River ya tiene una idea de equipo para salir a la cancha en el Morumbí ante San Pablo.

No se queda en el molde: lo renueva. Marcelo Gallardo ya tiene la base de su nuevo River. Una mezcla del equipo que terminó jugando la Superliga en marzo aunque con retoques posicionales y esquemáticos y que el próximo jueves hará ante San Pablo su reestreno oficial en la Copa Libertadores, 190 días después del 8-0 ante Binacional. El deté pudo parar un equipo en cancha con modificaciones que ratifican lo que venía informando Olé, como el ingreso de Julián Álvarez.

Gallardo fue dándole movimiento a su nuevo plan estratégico que tuvo un parado titular (con arquero incluido). Fueron diez jugadores que se enfrentaron a distintos bloques de rivales trabajándose así los conceptos tácticos que el entrenador intentó volcar luego de seis meses sin trabajos formales de fútbol. Aunque atípico, dada la ausencia de arqueros (trabajaron en otro sector del Camp), sirvió para ir moldeando lo que viene.

El modelo River post cuarentena incluye a ese “jugador que a los entrenadores nos encanta por su calidad, por su generosidad, por su picardía”, como lo definió Gallardo. Álvarez ya ha probado su tenacidad ante los contextos de presión futbolística: ingresó en las últimas dos finales de Libertadores -23’ en el Bernabéu; 21’ en Lima- y también en la definición de la Copa Argentina 2019 (24’), en la que convirtió el tercer y definitivo gol ante Central Córdoba de Santiago del Estero.

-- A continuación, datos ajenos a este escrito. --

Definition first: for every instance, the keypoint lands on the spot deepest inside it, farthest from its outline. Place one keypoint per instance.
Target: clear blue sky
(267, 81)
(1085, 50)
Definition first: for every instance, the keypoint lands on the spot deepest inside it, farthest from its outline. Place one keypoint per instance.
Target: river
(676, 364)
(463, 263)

Son apenas tres de los 26 partidos que disputó en su gradual proceso de adaptación, parte del potencial que en el club saben que tiene. Algo que motivó al club a mejorar sustancialmente el contrato del delantero, al que le extendió el vínculo hasta diciembre de 2022 con una cláusula de rescisión de € 25.000.000.

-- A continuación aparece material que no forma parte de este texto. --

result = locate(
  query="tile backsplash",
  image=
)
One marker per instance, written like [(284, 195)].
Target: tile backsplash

De lo ocurrido en los trabajos tácticos de River se desprende que el juvenil de 20 años ahora está ante su oportunidad de afianzarse definitivamente como titular: fue probado en los ensayos como volante por la derecha, en función ofensiva aunque sin resignar sacrificio (en su lugar también fue testeado Cristian Ferreira). Aunque apostar por él implicará que, dada la distensión de Lucas Pratto, en el banco de suplentes sólo queden como alternativas dos pibes sin demasiado rodaje como Lucas Beltrán y Federico Girotti.

La entrada de Julián Álvarez asimismo le permite a Gallardo incorporar un volante extra al medio y retomar el dibujo 4-1-3-2 que había utilizado hasta la venta de Exequiel Palacios al Leverkusen, regresando así a la línea de cuatro defensores. Viéndose el Muñeco obligado -si decide llevar adelante su idea ante San Pablo- a elegir entre Pinola o Rojas (ambos fueron evaluados) para desarticular la línea de cinco que paró en la primera parte del año.

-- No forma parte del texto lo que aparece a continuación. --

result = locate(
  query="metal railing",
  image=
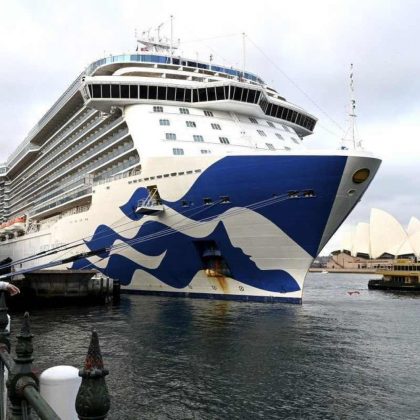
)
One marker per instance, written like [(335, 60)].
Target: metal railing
[(22, 387)]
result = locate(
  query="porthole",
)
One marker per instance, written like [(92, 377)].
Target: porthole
[(361, 175)]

Que el entrenador de River haya ensayado un esquema retro no implica que lo vaya a utilizar. O, en todo caso, estará en evaluación. Si algo no lo convence, el 5-3-2 está testeado y a la mano para reutilizarse, aunque con menor participación ofensiva de Montiel y Casco: en el Morumbí habrá un rival que suele atacar con tres delanteros y cualquier desajuste podría implicar defender mano a mano contra futbolistas que llegarán con un handicap de 1.170 minutos de rodaje. Un riesgo evitable, entonces, que la vieja nueva horma puede solucionar. El Muñeco ya lo tiene en la cabeza.